# Rust Proofing



## city_dub (Jun 17, 2008)

Not sure where else to post this but I was curious when I should do rust proofing on my car. I've read many things and don't know what to believe. I've heard once a year, I've heard before the winter, I've heard even withing first few months of a brand new car. Any ideas?
Thanks


----------



## MKII Golfman (Apr 21, 2002)

*Re: Rust Proofing (city_dub)*

Once a year in the fall. Some people like to do it twice a year but thats overkill. Once a year is fine and you can do some touch ups with a small can of Krown in areas where the oil washes away, ie door hinges, rockers, etc...


----------



## city_dub (Jun 17, 2008)

*Re: Rust Proofing (MKII Golfman)*

Once a year in the Fall sounds good to me. Know any good places?


----------



## MKII Golfman (Apr 21, 2002)

*Re: Rust Proofing (city_dub)*

not in your area.

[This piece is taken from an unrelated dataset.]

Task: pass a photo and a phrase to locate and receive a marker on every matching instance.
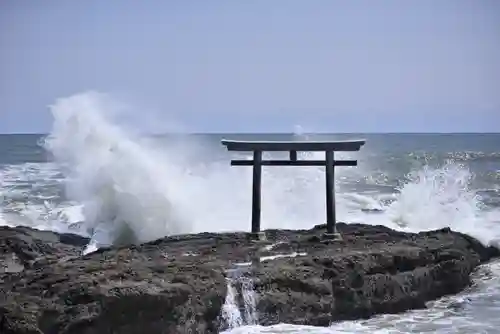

I used to get my MKII done by a mobile group that went to businesses and hit a dozen cars at a time and gave cash deals. They didn't skimp on the oil either








Alot of places charge alot so be careful, you shouldn't have to pay more than $80 for a good job. It might cost more the first time around if the car hasn't been drilled though.


----------



## city_dub (Jun 17, 2008)

I got a quote of $100 from Krown with drilling.


----------



## MKII Golfman (Apr 21, 2002)

*Re: (city_dub)*

Get R Done!


----------



## staceyk (Mar 5, 2007)

i've heard that you should do it in the spring. 
corrosion does not occur below 0 deg centegrate. all rust occurs at the end of winter so take the car in for a cleaning+rust proof in feb-apr (depending on where ur from).


----------



## city_dub (Jun 17, 2008)

So you do it every spring?


----------



## city_dub (Jun 17, 2008)

Anyone know a good place in the GTA?


----------